(DRAFT) MODDATAIMP-495 SPIKE: Analysis of the possibilities of implementing idempotence through monitoring processed records with the participation of the persistence level
The current page describes an approach to deduplicate messages that have been already processed by a module during data-import flow.
Problem statement
The data-import process is based on data exchange between modules which is performed through Kafka. In such distributed publish-subscribe messaging system there are cases of duplicate messages and re-processing them by the consumers due to producer failure, Kafka cluster failure, network error, or consumer processing failure.
Support of exactly-once message processing can be divided into two parts:
- avoiding duplication during data production;
- avoiding duplicates during data consumption.
Avoiding duplication during messages production can be ensured by Kafka functionalities (idempotent producer). Avoiding duplicates during data consumption can not be achieved by consumer configuration and requires some co-operation on the consumer side.
Solution overview
The idea is to store information on processed Kafka messages in a database for messages deduplication on receiving by modules. It is necessary to populate each Kafka message's headers with message unique identifier (e.g. UUID).
When a module consumes a message from Kafka at first it tries to save the message identifier and topic to the database table.
When the message is received for the first time, its unique identifier and topic name will be saved to the database and the message processing will be started.
If the message is received one more time (a duplicate), a module will check using a message id whether this message is a duplicate and was received again, and will skip the message processing.
Table structure to track processed messages
Column | Type | Constraints |
---|---|---|
id | uuid | PK |
topic | text | |
processing_date | timestamp |
Currently, all modules involved in data-import flow use folio-kafka-wrapper library for consuming messages from Kafka.

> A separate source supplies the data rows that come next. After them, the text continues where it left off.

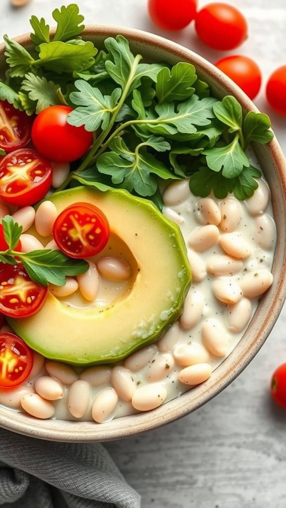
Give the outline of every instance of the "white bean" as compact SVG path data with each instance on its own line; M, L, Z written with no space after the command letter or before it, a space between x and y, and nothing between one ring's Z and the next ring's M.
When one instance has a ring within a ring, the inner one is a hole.
M232 275L242 270L241 261L224 254L214 256L207 263L207 270L212 275Z
M204 345L215 356L225 356L228 349L228 336L222 325L216 319L211 318L203 323L202 338Z
M173 354L176 363L181 367L208 363L210 361L208 351L198 342L181 344L175 348Z
M21 405L29 415L42 420L50 418L54 414L54 407L52 404L44 400L37 393L23 395L21 399Z
M129 402L136 390L134 377L130 370L121 365L113 367L111 381L119 398L126 402Z
M177 213L177 212L172 210L171 208L169 208L168 206L163 207L162 213L167 219L173 220L173 222L176 223L176 224L178 224L179 226L182 226L185 222L185 219L182 215L179 215L179 213Z
M49 376L41 376L35 382L35 389L39 395L47 400L58 400L64 396L61 383Z
M110 367L89 367L79 374L79 379L87 381L92 386L100 386L108 383L110 378Z
M209 363L198 363L183 369L179 372L178 378L185 385L194 386L206 381L211 373L212 368Z
M147 371L147 378L151 383L160 381L171 372L174 366L174 360L170 353L159 354L150 365Z
M82 418L90 403L90 384L83 379L77 379L70 387L68 394L69 410L75 418Z
M219 237L221 248L229 256L237 259L247 259L250 256L251 248L240 233L225 233Z
M273 281L271 272L262 269L247 273L240 282L240 285L244 296L253 298L265 293Z
M97 268L102 277L108 280L125 280L131 274L128 264L119 258L102 258Z
M41 236L50 236L58 217L56 207L51 201L43 201L36 212L35 225Z
M267 184L260 179L258 187L251 198L245 200L245 204L251 215L260 215L265 211L269 199L269 189Z
M20 237L22 252L30 252L31 250L39 250L44 248L41 242L33 235L24 233Z
M234 305L227 305L225 322L230 332L239 333L248 323L251 315L251 302L247 298L242 298Z
M75 293L78 288L78 284L77 281L72 277L66 277L66 283L63 286L49 284L49 289L52 295L59 298L73 295L74 293Z
M18 223L23 228L23 233L26 231L34 223L36 212L33 206L24 206L13 214L15 222Z
M77 379L76 372L69 365L59 362L47 361L46 370L52 377L55 377L63 385L71 385Z
M70 172L70 163L68 162L52 162L52 182L54 188L57 189L67 178Z
M223 303L236 303L242 297L240 286L231 278L217 278L212 284L216 298Z
M161 405L166 396L167 390L163 385L146 385L136 391L132 397L132 404L138 411L150 411Z
M188 249L188 259L190 263L193 280L199 282L207 275L206 263L197 252L192 249Z
M221 221L220 227L224 233L235 231L242 216L242 208L237 199L226 198L220 204Z
M266 250L273 248L276 239L274 221L268 213L256 217L254 219L254 239L259 247Z
M98 423L102 423L111 417L118 402L118 395L113 388L100 392L93 403L92 417Z
M216 243L219 231L216 226L209 224L194 230L188 238L188 245L198 252L207 250Z
M185 201L190 194L189 180L177 180L167 187L163 196L163 201L166 206L174 206Z
M87 272L77 275L79 291L89 302L93 302L97 296L100 284L100 278L94 263L89 261L89 268Z
M139 351L133 353L126 358L124 362L124 367L126 369L128 369L129 370L136 372L140 369L142 369L151 362L157 353L157 347L154 344L151 346L143 347Z
M180 324L183 330L190 330L199 321L203 315L205 299L201 292L191 289L188 293Z
M157 343L160 352L167 353L169 351L171 351L175 344L177 344L179 340L180 333L181 330L178 323L174 323Z

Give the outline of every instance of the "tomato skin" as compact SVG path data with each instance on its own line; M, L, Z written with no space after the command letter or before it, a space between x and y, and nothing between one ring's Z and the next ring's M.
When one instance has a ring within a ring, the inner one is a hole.
M25 146L31 139L32 119L7 101L0 101L0 148L9 153Z
M233 55L218 60L215 65L232 79L251 99L256 97L261 86L261 71L253 60Z
M89 203L76 203L65 208L55 219L53 230L60 250L77 259L98 254L106 245L109 234L105 215Z
M18 386L33 367L32 351L14 333L0 333L0 388Z
M234 49L243 42L247 34L244 16L227 4L208 4L198 12L195 20L198 37L213 49Z
M48 288L32 280L21 263L0 263L0 312L4 315L33 315L42 308L47 293Z
M32 129L33 142L42 155L55 162L71 162L82 157L91 146L93 133L84 126L67 122L72 108L50 106L36 117Z
M286 65L276 69L269 78L266 97L276 113L286 116Z
M196 5L197 0L149 0L148 12L159 28L182 30L194 19Z
M28 174L19 178L19 168L25 166L30 168ZM7 182L7 177L12 174L15 177ZM35 150L16 150L5 155L0 163L0 197L16 206L34 205L44 198L52 180L51 164Z
M286 363L282 363L273 372L270 391L275 402L286 409Z

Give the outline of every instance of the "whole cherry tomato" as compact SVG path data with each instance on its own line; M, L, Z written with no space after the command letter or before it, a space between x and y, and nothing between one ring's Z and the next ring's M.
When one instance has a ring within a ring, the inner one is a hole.
M286 116L286 65L271 74L266 85L266 97L272 109Z
M240 11L228 4L208 4L195 20L199 39L213 49L234 49L247 35L247 24Z
M72 111L67 106L50 106L36 117L32 139L40 153L56 162L70 162L84 154L93 141L93 134L83 126L67 122Z
M261 86L261 71L253 60L242 55L221 58L215 64L232 79L251 99L258 93Z

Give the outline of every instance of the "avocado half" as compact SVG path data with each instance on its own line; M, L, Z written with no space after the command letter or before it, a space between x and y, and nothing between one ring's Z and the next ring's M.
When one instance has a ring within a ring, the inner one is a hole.
M46 358L78 365L118 362L158 340L179 318L191 283L178 226L151 202L122 189L78 187L48 199L59 213L83 202L102 210L113 242L120 239L131 253L130 289L103 309L70 306L49 292L37 314L9 320L14 331ZM36 235L44 244L51 239Z

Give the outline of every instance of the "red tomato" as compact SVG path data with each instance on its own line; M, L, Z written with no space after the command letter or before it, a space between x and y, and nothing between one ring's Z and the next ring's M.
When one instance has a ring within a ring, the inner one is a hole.
M251 99L256 97L261 86L261 71L248 56L234 55L221 58L215 64L232 79Z
M93 134L83 126L67 122L71 108L51 106L38 115L33 124L32 139L37 149L57 162L70 162L84 154L93 141Z
M16 206L33 205L51 186L50 163L34 150L17 150L0 163L0 197Z
M7 101L0 101L0 148L6 152L25 146L31 139L32 119Z
M0 312L12 318L36 314L45 303L47 288L30 279L21 263L0 263Z
M163 30L181 30L194 19L197 0L149 0L149 15Z
M213 49L233 49L247 35L246 20L227 4L208 4L197 13L195 29L199 39Z
M53 234L59 248L70 258L90 258L106 245L109 225L96 206L76 203L55 219Z
M33 367L32 350L14 333L0 333L0 387L10 388L25 381Z
M275 402L286 409L286 363L282 363L273 372L270 390Z
M286 65L271 74L266 86L266 97L274 111L286 116Z

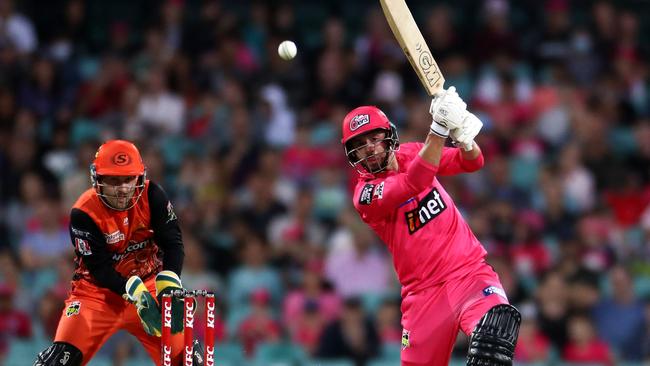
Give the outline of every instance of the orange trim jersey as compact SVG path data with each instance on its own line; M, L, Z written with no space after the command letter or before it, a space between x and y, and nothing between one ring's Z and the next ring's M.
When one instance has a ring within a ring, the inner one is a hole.
M73 281L87 280L121 295L134 275L146 279L168 269L180 276L184 252L173 206L156 183L147 180L144 190L125 211L107 207L94 189L79 197L70 213Z

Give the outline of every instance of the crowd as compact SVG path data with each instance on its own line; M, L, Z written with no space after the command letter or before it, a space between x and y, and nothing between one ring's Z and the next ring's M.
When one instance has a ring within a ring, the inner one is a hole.
M648 3L409 4L484 123L485 167L441 180L522 313L516 360L650 362ZM376 1L0 1L0 358L51 341L70 208L123 138L174 203L183 285L217 293L217 358L396 364L340 123L373 104L419 141L429 102ZM141 356L119 334L98 358Z

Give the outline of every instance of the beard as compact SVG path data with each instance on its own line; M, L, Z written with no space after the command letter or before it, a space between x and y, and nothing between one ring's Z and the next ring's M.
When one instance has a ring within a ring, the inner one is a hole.
M370 155L361 162L361 166L363 166L368 173L378 173L386 169L388 166L389 156L390 154L387 151Z

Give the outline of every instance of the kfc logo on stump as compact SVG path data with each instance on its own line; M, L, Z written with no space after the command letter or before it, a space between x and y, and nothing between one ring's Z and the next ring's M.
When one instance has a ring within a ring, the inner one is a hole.
M172 366L172 347L163 347L163 366Z
M163 327L171 328L172 327L172 303L171 301L165 301L163 309Z

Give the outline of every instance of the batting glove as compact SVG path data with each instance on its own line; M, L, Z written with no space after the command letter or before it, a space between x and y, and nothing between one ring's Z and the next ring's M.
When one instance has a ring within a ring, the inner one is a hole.
M433 118L431 133L443 138L449 137L450 130L461 126L466 108L467 104L456 93L456 87L450 86L437 93L429 107Z
M162 328L160 307L140 277L131 276L126 281L124 298L135 305L144 331L149 335L160 337Z
M462 125L451 130L451 139L456 145L470 151L474 146L474 138L476 138L482 127L483 122L473 113L466 111Z
M172 271L162 271L156 275L156 297L158 303L162 303L162 296L171 294L172 291L182 290L183 285L178 275ZM196 305L196 304L195 304ZM183 296L172 296L172 333L180 333L183 331L184 319L184 302ZM193 306L192 313L196 311L196 306Z

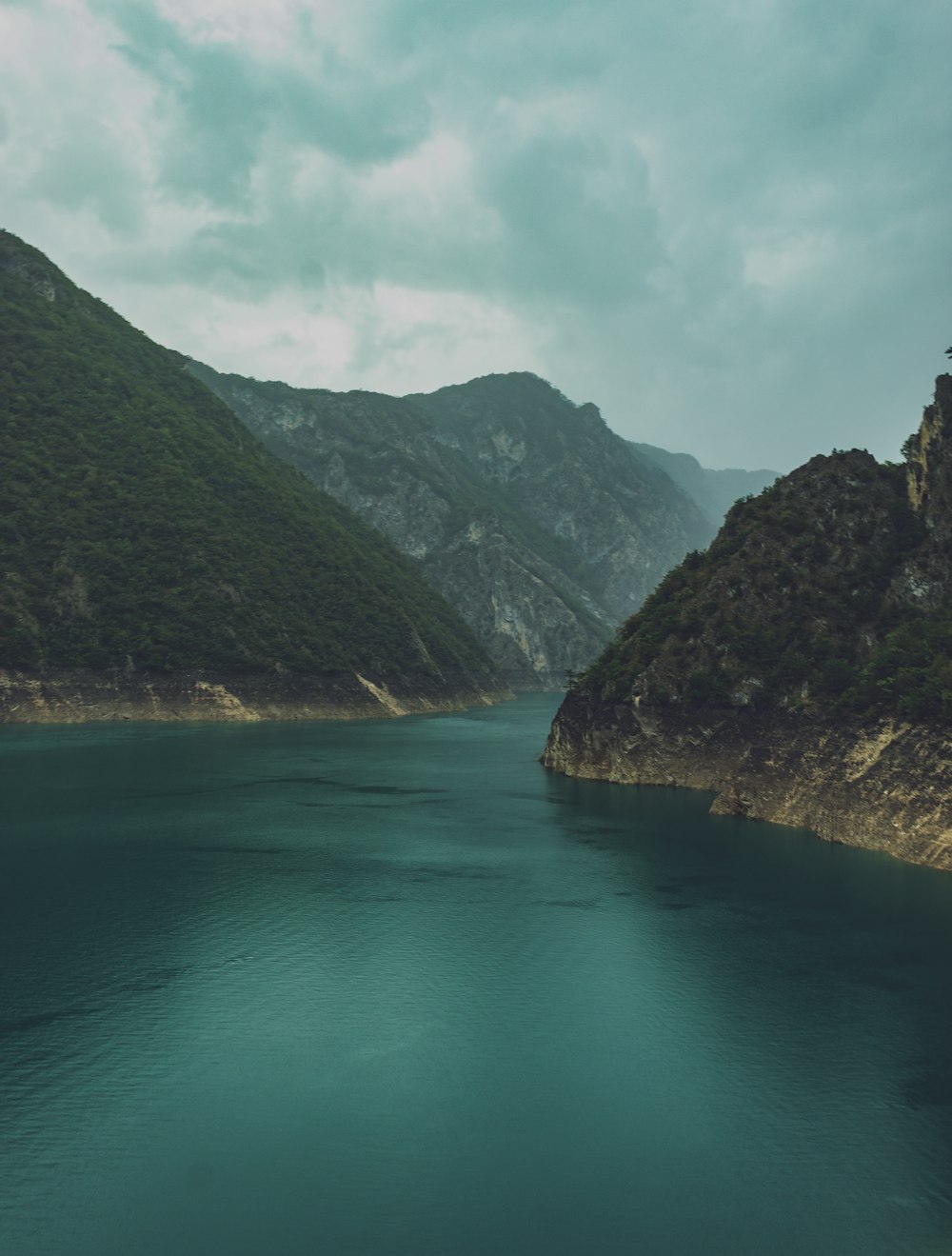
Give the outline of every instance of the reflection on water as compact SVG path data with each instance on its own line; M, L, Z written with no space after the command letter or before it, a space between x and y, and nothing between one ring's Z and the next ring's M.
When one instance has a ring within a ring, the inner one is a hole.
M0 730L0 1250L947 1253L952 877L554 705Z

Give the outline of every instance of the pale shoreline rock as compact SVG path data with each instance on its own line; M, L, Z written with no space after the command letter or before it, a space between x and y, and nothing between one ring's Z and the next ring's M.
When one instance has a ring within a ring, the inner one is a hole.
M566 776L713 793L711 813L952 870L952 731L569 695L543 764Z
M0 669L0 723L393 718L491 706L511 696L472 676Z

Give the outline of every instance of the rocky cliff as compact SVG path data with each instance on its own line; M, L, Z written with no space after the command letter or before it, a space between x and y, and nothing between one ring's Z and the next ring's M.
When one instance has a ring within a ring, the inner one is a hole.
M0 465L0 720L501 692L396 546L9 232Z
M906 466L738 502L576 682L543 761L952 868L952 379Z
M658 448L657 445L646 445L642 441L629 443L637 453L669 475L717 526L738 497L762 492L777 477L776 471L766 468L744 471L740 467L726 467L715 471L702 467L691 453L671 453L668 450Z
M409 555L515 686L561 687L713 535L594 406L531 374L396 398L191 369Z

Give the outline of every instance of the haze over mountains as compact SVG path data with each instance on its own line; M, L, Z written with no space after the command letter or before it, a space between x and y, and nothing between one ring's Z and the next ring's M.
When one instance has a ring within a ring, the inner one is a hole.
M6 232L0 328L5 668L495 685L396 546Z
M952 868L952 376L903 458L737 502L574 686L549 766Z
M646 456L595 406L527 373L397 398L191 369L270 450L411 555L514 686L558 687L585 667L711 540L726 495L774 479Z
M404 398L221 376L9 232L0 317L11 669L280 676L279 705L304 674L559 687L707 544L718 477L770 479L646 453L527 373Z

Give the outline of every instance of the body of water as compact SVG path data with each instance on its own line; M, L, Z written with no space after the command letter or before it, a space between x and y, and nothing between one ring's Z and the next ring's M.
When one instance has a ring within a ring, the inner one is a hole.
M948 1256L952 875L555 705L0 730L0 1251Z

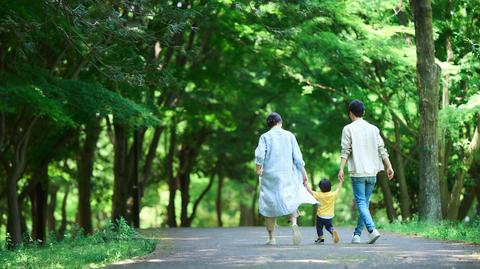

Therefore, the logic for messages deduplication using a database can be extracted to this library.
The following modules are participating in data-import process and consume data from Kafka:
- mod-source-record-manager
- mod-source-record-storage
- mod-inventory
- mod-invoice
The described solution requires a module database. Since there is a module that doesn’t use a database (mod-inventory) so currently, in order of simplification and implementation it is proposed the following:
- implement idempotent behavior for CreateInstanceEventHandler for the case of instance creation from a duplicated event to send a message about successful event handling (MODINV-547 task was created)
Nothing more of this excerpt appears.